SRAM is typically used for cache memory which is accessed frequently, and DRAM is used for main memory. Additionally, many systems allow for direct memory access (DMA) to RAM. DMA is a technique for transferring data from memory to a processor without passing it through a memory management system.
Regardless of whether and how a SRAM or DRAM is used and implemented, the overall architecture is somewhat standard. All RAM modules contain an array of memory cells and have peripheral circuits. A memory cell stores either a single bit of information (1 or 0) or a group of bits, depending upon the architecture of the RAM module. Each memory cell is defined by a unique address and accessed with peripheral circuits.

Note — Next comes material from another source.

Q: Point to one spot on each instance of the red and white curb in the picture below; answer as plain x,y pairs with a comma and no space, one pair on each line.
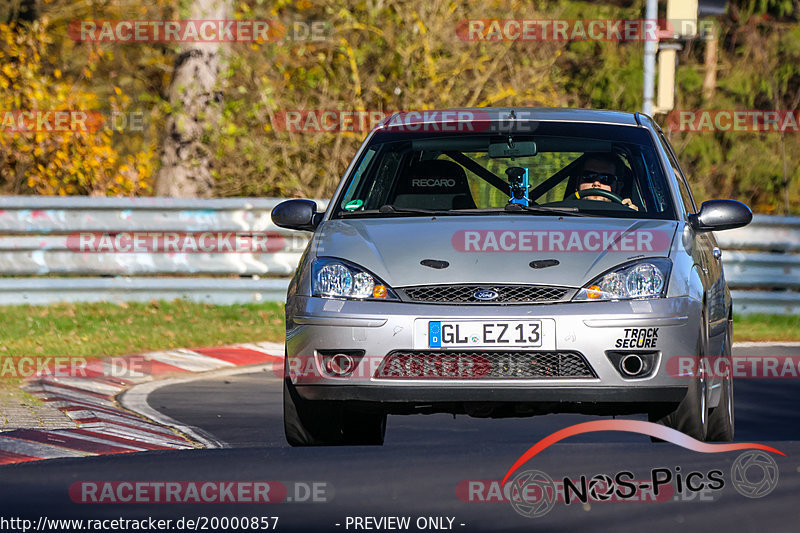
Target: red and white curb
105,427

Synchronous RAM uses a clock signal to time the phases of operation of the RAM module. For active-high logic circuits, the set-up phase is performed during the high portion of the clock signal and the access phase (“AC phase”) during the low portion. The phases of an active-low circuit are performed in the opposite clock states.
Certain types of asynchronous RAM also use the set-up phase and the AC phase to time its operation. When a request is sent to the RAM, signal detection circuitry is used to initiate the set-up phase. A clock generation circuit, such as a boot-strap clock buffer, is then used to separate the AC phase from the set-up phase.
During the set-up phase, the address is decoded, the decision of whether to read or write is made, and, when necessary, the memory array pre-charges. The actual reading or writing to the memory cell is performed during the AC phase. Since both phases are necessary, only one complete read or write operation can be performed during a full clock cycle for a standard RAM module.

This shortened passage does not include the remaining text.